Spontan spielt er eine swingende Komposition am Flügel

Politisch ist er auf dem neuesten Stand, hat aber auch eine klare Meinung zur musikalischen Qualität des diesjährigen Eurovision Song Contest. Und außerdem, wie nebenbei, ist ihm auch noch die Idee für eine neue Verwendung des Sandmann-Säckchens gekommen.

Dass Kindern die Augen verklebt werden sollen, damit sie schlafen, missfällt Wüsthoff. Er mag hellwache Leute. Also, sagt er, könnten Kinder doch selbst Säcke in die Hand gedrückt bekommen, um damit dann Kleingeld zu sammeln. Abschließend bringen alle ihren Schatz mit in die Kita, wo sie dann darüber diskutieren, was ihnen für die Zukunft wichtig ist. Anschließend wird für diesen Zweck gespendet.

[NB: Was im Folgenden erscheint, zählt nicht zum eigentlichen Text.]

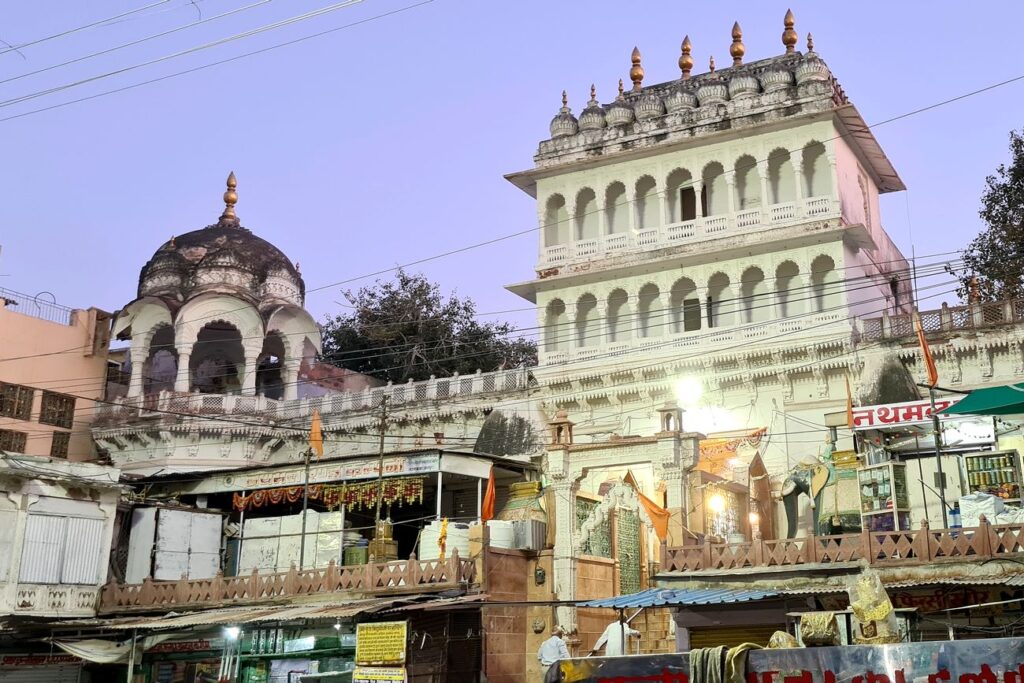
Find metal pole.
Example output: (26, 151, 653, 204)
(374, 396, 389, 526)
(929, 386, 950, 528)
(915, 438, 931, 526)
(436, 470, 443, 520)
(126, 629, 137, 683)
(299, 448, 311, 569)
(339, 502, 347, 564)
(236, 489, 246, 575)
(477, 478, 482, 522)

Solche Sachen gehen Klaus Wüsthoff im Kopf herum, und er könnte auch noch ewig darüber reden. Jetzt aber zieht es ihn an den Flügel, die Hände gleiten über die Tasten, ohne dass er hinzuschauen braucht, wie von selbst entwickelt sich eine swingende Improvisation – und immer, wenn er den Zuhörer durch eine unerwartete harmonische Wendung überrascht hat, blitzt der Funke kindlicher Freude in seinen Augen auf.